Inclusive Design based on colors

One of my qualms with existing gay apps is that they can be specifically for one queer sexuality. When deciding on colors for this brand, I decided to use the full rainbow in the logo to represent inclusion for all. The primary color (bright purple) is also considered more gender-neutral. I chose a font that was clean and would provide a nice symmetrical "G" for the logo.

My biggest issue was finding complementary colors for the purple and not overusing the rainbow's primary colors throughout the app. I decided on sticking with a lighter shade of purple in areas that needed more readability, such as messages. I used the gradient sparringly as strokes for certain components.



Prototyping Various Interactions


As I finalized the visual design and flow for the app, I checked that I accomplished my original "How might we?" questions. You can view the interactions and test the user flow in the prototype. Link to final prototype.

I used this project as an opportunity to improve my prototyping skills. I figured out how to make scrollable maps, imitate how it would work to click through a user's photos, drop-down menus, overlay questions and swiping through profiles.


Learnings and Challenges

My biggest takeaway from this project was to be iterative with user flows. I tried to accomplish a lot of tasks within this app, (some that's never been done before) and my first versions were confusing to even me as the designer. I would want to observe real-world use to see how comfortable people are with these new features.

The most challenging part of developing this app is deciding on trade-offs for safety features. It would be more functional if we didn't have to blur user photos when trying to see who else is at a location, but the safety concerns are more important than giving ultimate visibility.

Location-based apps also require a lot of legal terms and conditions written to protect the company and the users. I would have to look into what constraints would be necessary for the location features. Unfortunately, this app would not be available in certain countries that prohibit homosexuality or can be a danger to LGBTQ+ individuals.


Improving on the Business Perspective

If I were to continue to develop this design, I would want to create and test onboarding screens.
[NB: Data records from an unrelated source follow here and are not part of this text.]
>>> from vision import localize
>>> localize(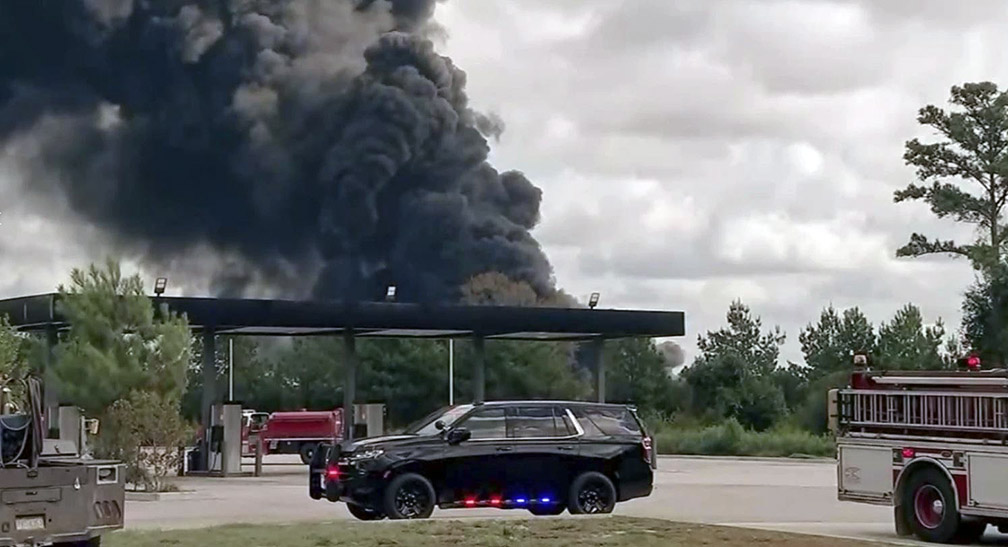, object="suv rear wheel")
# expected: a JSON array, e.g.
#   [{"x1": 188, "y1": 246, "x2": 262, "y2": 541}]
[
  {"x1": 385, "y1": 472, "x2": 436, "y2": 519},
  {"x1": 568, "y1": 471, "x2": 616, "y2": 515}
]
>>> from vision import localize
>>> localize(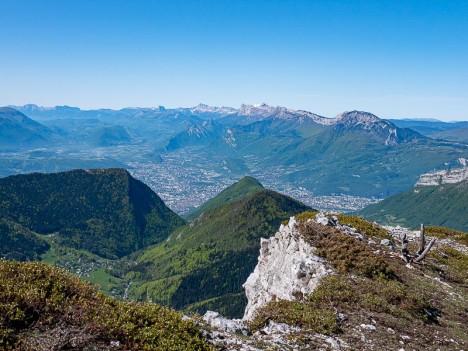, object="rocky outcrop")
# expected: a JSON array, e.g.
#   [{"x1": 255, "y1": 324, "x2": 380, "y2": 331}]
[
  {"x1": 243, "y1": 217, "x2": 331, "y2": 320},
  {"x1": 416, "y1": 166, "x2": 468, "y2": 186}
]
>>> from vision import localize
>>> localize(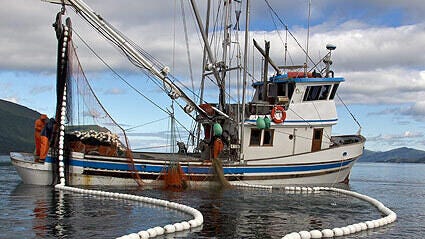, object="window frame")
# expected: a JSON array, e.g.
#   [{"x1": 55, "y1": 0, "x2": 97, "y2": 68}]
[{"x1": 249, "y1": 128, "x2": 274, "y2": 147}]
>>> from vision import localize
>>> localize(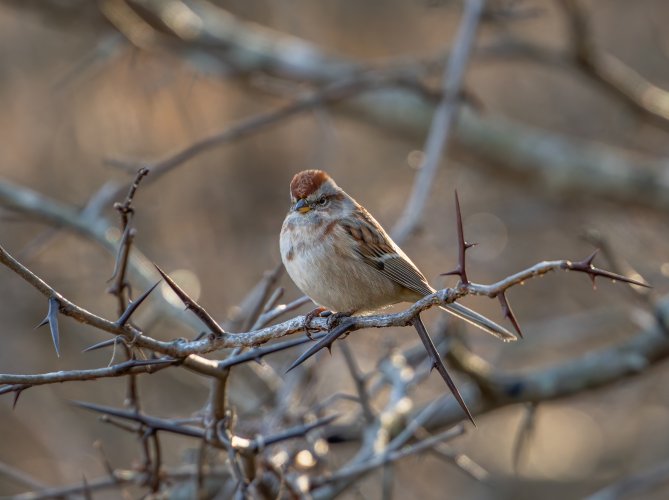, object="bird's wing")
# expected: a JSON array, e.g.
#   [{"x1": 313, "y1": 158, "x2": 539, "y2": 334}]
[{"x1": 344, "y1": 207, "x2": 434, "y2": 296}]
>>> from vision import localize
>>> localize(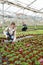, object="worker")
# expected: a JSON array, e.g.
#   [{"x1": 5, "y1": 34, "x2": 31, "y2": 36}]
[{"x1": 4, "y1": 22, "x2": 16, "y2": 42}]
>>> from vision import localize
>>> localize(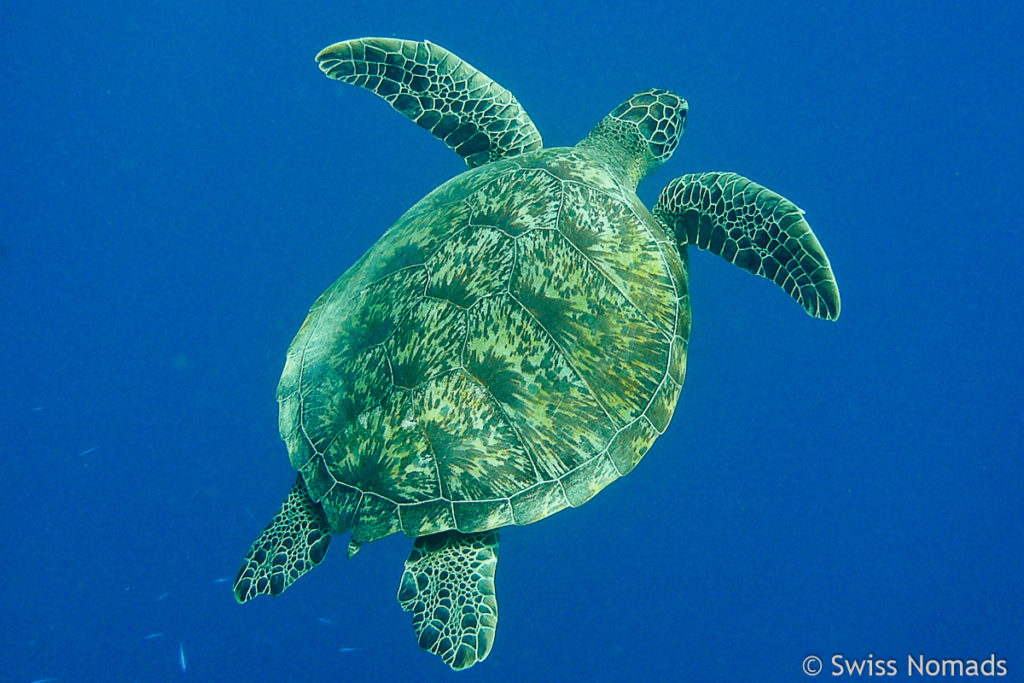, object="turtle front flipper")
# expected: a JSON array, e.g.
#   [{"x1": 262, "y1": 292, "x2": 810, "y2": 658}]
[
  {"x1": 398, "y1": 531, "x2": 498, "y2": 671},
  {"x1": 316, "y1": 38, "x2": 544, "y2": 167},
  {"x1": 234, "y1": 474, "x2": 331, "y2": 602},
  {"x1": 653, "y1": 173, "x2": 840, "y2": 321}
]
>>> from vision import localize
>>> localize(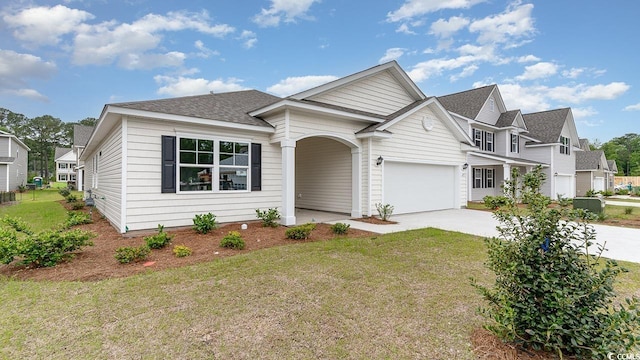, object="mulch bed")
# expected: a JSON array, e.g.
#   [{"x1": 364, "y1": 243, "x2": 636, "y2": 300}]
[{"x1": 0, "y1": 202, "x2": 377, "y2": 281}]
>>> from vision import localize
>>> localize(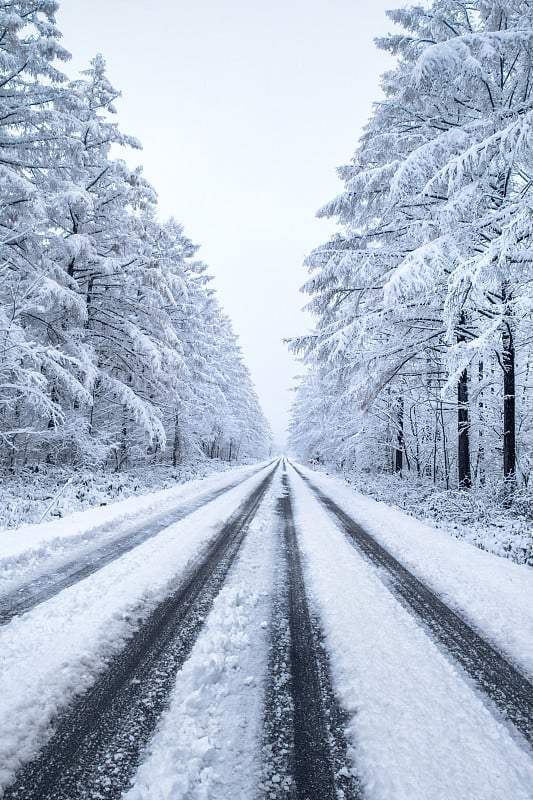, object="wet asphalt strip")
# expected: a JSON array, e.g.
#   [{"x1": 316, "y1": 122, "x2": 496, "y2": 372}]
[
  {"x1": 3, "y1": 465, "x2": 277, "y2": 800},
  {"x1": 0, "y1": 462, "x2": 274, "y2": 625},
  {"x1": 291, "y1": 464, "x2": 533, "y2": 747},
  {"x1": 261, "y1": 471, "x2": 362, "y2": 800}
]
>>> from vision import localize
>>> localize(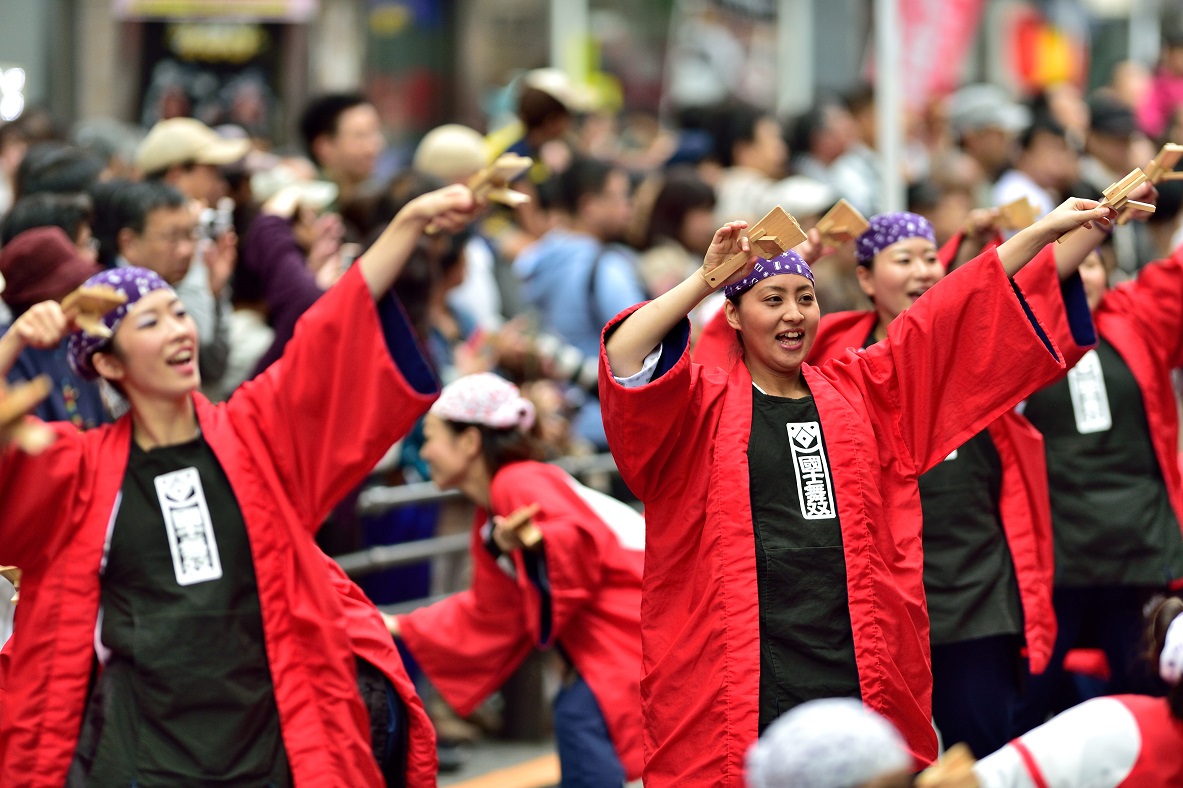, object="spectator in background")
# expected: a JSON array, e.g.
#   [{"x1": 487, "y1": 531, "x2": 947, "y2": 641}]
[
  {"x1": 828, "y1": 85, "x2": 883, "y2": 219},
  {"x1": 636, "y1": 167, "x2": 709, "y2": 300},
  {"x1": 1138, "y1": 30, "x2": 1183, "y2": 140},
  {"x1": 746, "y1": 698, "x2": 912, "y2": 788},
  {"x1": 949, "y1": 84, "x2": 1031, "y2": 202},
  {"x1": 0, "y1": 193, "x2": 98, "y2": 257},
  {"x1": 412, "y1": 123, "x2": 503, "y2": 331},
  {"x1": 14, "y1": 142, "x2": 105, "y2": 200},
  {"x1": 790, "y1": 99, "x2": 859, "y2": 201},
  {"x1": 1073, "y1": 91, "x2": 1159, "y2": 277},
  {"x1": 0, "y1": 223, "x2": 110, "y2": 429},
  {"x1": 114, "y1": 181, "x2": 198, "y2": 286},
  {"x1": 132, "y1": 117, "x2": 244, "y2": 392},
  {"x1": 0, "y1": 121, "x2": 28, "y2": 215},
  {"x1": 135, "y1": 117, "x2": 251, "y2": 208},
  {"x1": 991, "y1": 114, "x2": 1077, "y2": 217},
  {"x1": 513, "y1": 159, "x2": 645, "y2": 448},
  {"x1": 70, "y1": 117, "x2": 144, "y2": 179},
  {"x1": 299, "y1": 93, "x2": 386, "y2": 205},
  {"x1": 490, "y1": 69, "x2": 593, "y2": 165},
  {"x1": 715, "y1": 104, "x2": 789, "y2": 225}
]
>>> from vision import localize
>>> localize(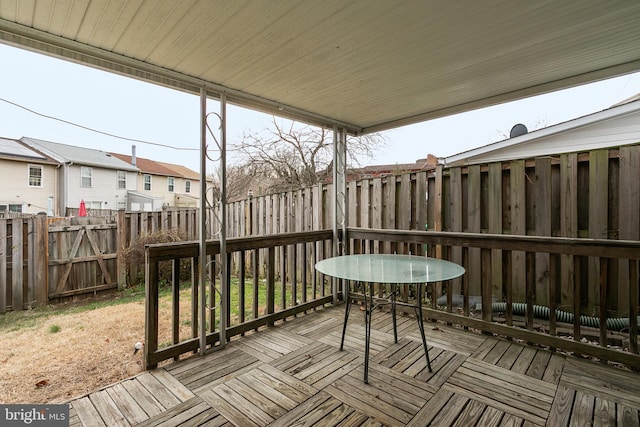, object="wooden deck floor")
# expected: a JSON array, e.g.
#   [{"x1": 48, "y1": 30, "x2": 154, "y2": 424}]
[{"x1": 70, "y1": 306, "x2": 640, "y2": 427}]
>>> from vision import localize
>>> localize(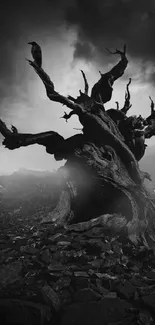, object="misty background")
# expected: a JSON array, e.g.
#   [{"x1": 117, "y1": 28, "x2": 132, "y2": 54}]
[{"x1": 0, "y1": 0, "x2": 155, "y2": 181}]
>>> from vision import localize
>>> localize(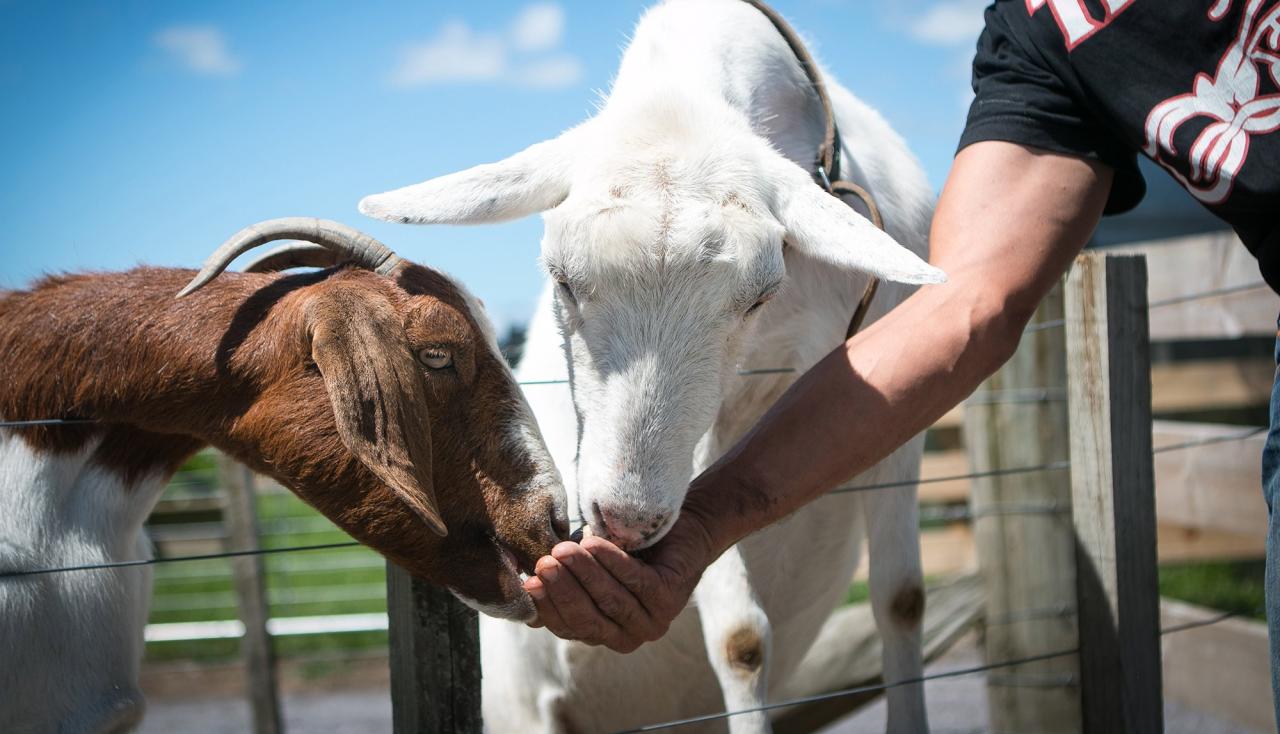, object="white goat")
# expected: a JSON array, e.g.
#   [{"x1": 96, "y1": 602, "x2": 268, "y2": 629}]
[{"x1": 361, "y1": 0, "x2": 941, "y2": 733}]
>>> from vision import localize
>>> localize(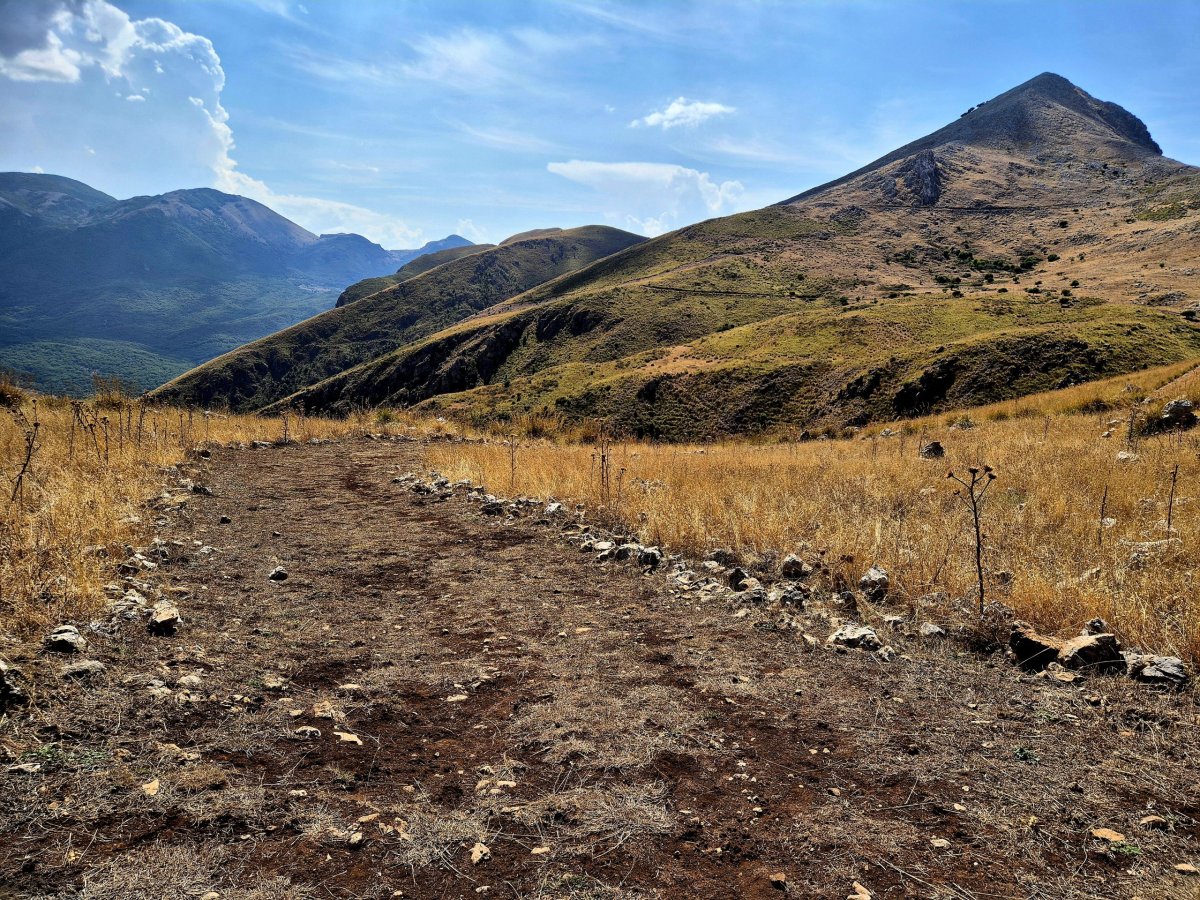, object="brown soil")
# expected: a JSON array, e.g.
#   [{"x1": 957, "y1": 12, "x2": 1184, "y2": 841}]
[{"x1": 0, "y1": 443, "x2": 1200, "y2": 900}]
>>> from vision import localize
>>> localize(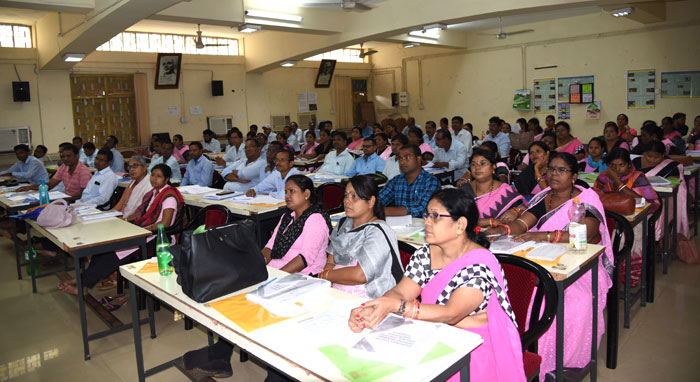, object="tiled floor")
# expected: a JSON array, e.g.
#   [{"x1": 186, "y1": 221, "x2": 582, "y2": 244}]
[{"x1": 0, "y1": 238, "x2": 700, "y2": 382}]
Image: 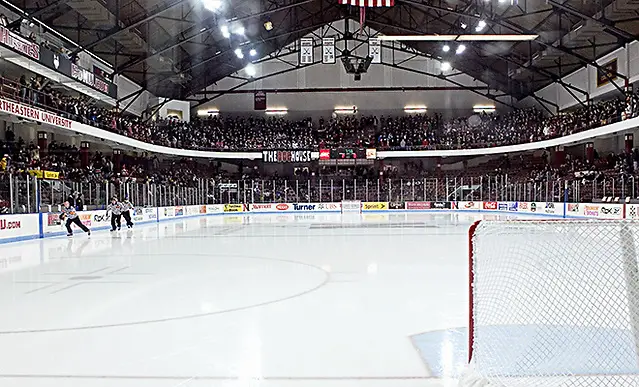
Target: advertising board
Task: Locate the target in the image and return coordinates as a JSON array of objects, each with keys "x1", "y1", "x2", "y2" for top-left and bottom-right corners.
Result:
[
  {"x1": 406, "y1": 202, "x2": 430, "y2": 210},
  {"x1": 362, "y1": 202, "x2": 388, "y2": 211},
  {"x1": 248, "y1": 203, "x2": 294, "y2": 212},
  {"x1": 224, "y1": 204, "x2": 244, "y2": 212},
  {"x1": 483, "y1": 202, "x2": 497, "y2": 210},
  {"x1": 0, "y1": 214, "x2": 40, "y2": 240},
  {"x1": 456, "y1": 202, "x2": 482, "y2": 210}
]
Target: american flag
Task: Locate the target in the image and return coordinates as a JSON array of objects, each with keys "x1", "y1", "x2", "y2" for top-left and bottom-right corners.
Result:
[{"x1": 339, "y1": 0, "x2": 395, "y2": 7}]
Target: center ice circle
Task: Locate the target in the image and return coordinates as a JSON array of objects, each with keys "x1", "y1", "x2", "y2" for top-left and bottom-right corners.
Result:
[{"x1": 0, "y1": 253, "x2": 328, "y2": 334}]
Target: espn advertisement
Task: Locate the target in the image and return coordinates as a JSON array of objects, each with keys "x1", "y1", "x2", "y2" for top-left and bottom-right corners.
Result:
[
  {"x1": 248, "y1": 203, "x2": 341, "y2": 213},
  {"x1": 453, "y1": 202, "x2": 481, "y2": 211},
  {"x1": 406, "y1": 202, "x2": 430, "y2": 210},
  {"x1": 224, "y1": 204, "x2": 244, "y2": 212},
  {"x1": 483, "y1": 202, "x2": 497, "y2": 210},
  {"x1": 362, "y1": 202, "x2": 388, "y2": 211}
]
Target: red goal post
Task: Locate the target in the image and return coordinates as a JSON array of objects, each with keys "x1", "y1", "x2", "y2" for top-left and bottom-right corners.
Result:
[{"x1": 460, "y1": 219, "x2": 639, "y2": 387}]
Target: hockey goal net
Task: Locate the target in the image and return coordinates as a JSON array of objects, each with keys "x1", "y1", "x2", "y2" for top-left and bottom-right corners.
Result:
[
  {"x1": 342, "y1": 200, "x2": 362, "y2": 213},
  {"x1": 460, "y1": 220, "x2": 639, "y2": 387}
]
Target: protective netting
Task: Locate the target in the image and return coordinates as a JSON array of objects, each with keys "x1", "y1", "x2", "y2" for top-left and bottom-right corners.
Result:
[{"x1": 462, "y1": 220, "x2": 639, "y2": 387}]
Since the user flow is new, I would want to create more visual instructions of the key functions of the app to help new users upon launch.

Another thing I would want to build on is how the app can recommend and showcase LGBTQ+ friendly places or events. I believe that the use of the app can bring business to local establishments and it can work for restaurants, bars, or stores. Profit can be made by advertising these locations or events such as Pride. It would differentiate itself from other dating apps if Gaydar would not charge users for premium features within the app.